One more from Programming Praxis, this time we’re dealing with summing combinations of a sequence. More formally, given a secquence S, either choose four elements s_1 through s_4 from S such that s_1 + s_2 + s_3 + s_4 = 0 or verify that it isn’t possible. This immediately makes me about working through possible solutions until we find one and then bailing out, ergo call/cc:

(define (4sum ls)
  (call/cc (lambda (exit)
    (for-each (lambda (i)
      (for-each (lambda (j)
        (for-each (lambda (k)
          (for-each (lambda (l)
            (when (= 0 (+ i j l k))
              (exit (list i j k l))))
            ls))
          ls))
        ls))
      ls)
    (exit #f))))

It may look funny, but it works great:

~ (4sum '(2 3 1 0 -4 -1))
 (2 2 0 -4)

~ (4sum '(3 1 0 -4))
 (3 1 0 -4)

~ (4sum '(1 1 1 1))
 #f

I think that this may have been the first time that I legitimately used call/cc without being told to do so and I have to admit… I’m a convert. It’s kind of powerful. (Even if I’m not using a fraction of what I’m capable of.)

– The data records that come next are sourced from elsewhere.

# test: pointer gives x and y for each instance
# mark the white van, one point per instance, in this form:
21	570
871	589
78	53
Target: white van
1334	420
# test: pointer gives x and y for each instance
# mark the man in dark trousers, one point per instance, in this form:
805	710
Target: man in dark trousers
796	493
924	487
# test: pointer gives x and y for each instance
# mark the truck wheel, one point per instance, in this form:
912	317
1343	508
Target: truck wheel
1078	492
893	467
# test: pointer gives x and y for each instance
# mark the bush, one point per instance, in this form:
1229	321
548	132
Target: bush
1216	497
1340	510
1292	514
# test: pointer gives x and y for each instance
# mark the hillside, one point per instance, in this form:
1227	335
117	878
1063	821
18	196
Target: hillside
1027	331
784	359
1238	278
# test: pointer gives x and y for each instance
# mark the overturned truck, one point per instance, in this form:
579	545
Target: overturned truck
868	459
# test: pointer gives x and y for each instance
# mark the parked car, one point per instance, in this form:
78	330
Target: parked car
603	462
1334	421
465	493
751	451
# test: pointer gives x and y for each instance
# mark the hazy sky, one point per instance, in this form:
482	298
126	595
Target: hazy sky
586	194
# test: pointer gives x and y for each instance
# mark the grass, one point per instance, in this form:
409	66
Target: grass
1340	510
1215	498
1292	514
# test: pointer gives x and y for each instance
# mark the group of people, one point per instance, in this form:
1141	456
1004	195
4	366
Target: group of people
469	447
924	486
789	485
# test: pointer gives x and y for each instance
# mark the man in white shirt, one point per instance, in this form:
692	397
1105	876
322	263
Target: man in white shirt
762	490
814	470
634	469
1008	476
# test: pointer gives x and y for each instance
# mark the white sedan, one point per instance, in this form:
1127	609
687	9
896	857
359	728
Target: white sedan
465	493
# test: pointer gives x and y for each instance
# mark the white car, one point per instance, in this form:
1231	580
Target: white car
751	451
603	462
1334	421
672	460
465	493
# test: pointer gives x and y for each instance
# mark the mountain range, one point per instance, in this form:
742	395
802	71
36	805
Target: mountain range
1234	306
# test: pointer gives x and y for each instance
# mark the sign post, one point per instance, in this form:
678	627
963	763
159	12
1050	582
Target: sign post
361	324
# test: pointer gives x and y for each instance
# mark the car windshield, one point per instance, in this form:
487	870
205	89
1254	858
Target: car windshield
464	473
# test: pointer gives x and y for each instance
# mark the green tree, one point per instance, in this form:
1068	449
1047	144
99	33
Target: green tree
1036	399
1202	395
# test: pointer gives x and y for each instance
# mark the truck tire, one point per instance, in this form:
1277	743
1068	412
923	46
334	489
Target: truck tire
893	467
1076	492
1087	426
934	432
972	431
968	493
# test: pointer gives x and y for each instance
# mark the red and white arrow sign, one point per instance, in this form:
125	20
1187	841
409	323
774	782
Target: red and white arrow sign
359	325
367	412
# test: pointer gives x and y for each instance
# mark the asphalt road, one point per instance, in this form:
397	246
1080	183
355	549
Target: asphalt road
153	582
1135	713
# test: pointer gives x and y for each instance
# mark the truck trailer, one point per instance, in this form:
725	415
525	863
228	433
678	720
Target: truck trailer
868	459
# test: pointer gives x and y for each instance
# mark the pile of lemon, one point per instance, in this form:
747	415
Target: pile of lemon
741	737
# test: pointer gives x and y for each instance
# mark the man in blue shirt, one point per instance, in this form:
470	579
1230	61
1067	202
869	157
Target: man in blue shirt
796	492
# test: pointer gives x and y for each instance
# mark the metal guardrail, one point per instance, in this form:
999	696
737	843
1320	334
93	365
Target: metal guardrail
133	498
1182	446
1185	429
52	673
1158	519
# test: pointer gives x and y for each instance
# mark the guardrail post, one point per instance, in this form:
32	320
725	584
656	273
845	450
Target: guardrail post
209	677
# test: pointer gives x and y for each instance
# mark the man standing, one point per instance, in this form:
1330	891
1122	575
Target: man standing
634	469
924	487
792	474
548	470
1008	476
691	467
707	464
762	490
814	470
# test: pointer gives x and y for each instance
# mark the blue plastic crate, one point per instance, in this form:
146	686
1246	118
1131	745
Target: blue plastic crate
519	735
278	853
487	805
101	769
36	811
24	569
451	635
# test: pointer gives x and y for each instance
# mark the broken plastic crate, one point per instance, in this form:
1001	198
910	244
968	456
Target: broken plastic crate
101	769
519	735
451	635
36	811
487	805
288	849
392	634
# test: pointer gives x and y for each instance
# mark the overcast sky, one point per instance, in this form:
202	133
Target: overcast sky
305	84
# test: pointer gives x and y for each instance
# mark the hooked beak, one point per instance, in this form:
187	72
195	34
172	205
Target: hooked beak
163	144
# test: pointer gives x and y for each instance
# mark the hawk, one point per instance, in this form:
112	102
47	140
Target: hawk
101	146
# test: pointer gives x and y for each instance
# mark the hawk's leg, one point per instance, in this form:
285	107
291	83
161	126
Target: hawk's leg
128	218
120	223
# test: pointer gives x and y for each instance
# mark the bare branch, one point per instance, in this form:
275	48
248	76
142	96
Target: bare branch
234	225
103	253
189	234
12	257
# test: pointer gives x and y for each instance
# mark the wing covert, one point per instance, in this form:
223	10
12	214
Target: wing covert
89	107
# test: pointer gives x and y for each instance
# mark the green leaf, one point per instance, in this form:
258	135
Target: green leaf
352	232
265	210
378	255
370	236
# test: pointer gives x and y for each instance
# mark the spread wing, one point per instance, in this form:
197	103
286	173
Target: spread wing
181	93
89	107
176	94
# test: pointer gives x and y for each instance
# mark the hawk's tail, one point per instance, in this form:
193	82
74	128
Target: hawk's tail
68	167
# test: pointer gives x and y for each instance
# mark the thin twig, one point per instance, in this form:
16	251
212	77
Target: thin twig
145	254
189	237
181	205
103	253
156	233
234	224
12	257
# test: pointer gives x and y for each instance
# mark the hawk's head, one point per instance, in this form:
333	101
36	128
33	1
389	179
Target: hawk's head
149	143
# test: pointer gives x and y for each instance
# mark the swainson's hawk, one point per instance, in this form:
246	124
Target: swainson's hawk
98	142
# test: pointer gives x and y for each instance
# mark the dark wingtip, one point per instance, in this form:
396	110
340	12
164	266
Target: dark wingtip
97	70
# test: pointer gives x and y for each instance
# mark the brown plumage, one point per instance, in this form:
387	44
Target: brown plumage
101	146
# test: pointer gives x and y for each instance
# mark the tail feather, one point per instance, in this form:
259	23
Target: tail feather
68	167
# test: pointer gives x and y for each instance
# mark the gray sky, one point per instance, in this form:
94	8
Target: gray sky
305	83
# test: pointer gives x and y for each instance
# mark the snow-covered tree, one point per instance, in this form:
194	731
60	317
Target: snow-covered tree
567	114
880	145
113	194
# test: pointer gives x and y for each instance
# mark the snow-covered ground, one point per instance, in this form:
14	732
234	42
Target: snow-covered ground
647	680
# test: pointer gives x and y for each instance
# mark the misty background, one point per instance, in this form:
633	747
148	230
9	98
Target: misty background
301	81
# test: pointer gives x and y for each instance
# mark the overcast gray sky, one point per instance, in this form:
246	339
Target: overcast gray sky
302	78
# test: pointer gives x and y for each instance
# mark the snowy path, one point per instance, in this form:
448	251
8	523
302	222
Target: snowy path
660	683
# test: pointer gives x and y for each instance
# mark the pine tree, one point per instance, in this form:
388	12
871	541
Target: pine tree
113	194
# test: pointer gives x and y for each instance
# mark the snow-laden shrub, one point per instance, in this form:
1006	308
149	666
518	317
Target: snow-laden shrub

Alternatively, we can write a more Rackety solution, using for*/first to loop over the values and return the first matching case:

(define (4sum ls)
  (for*/first ([i (in-list ls)]
               [j (in-list ls)]
               [k (in-list ls)]
               [l (in-list ls)]
               #:when (= 0 (+ i j k l)))
    (list i j k l)))

Under the hood, it’s doing much the same thing, so it really comes down to which style looks more natural to you.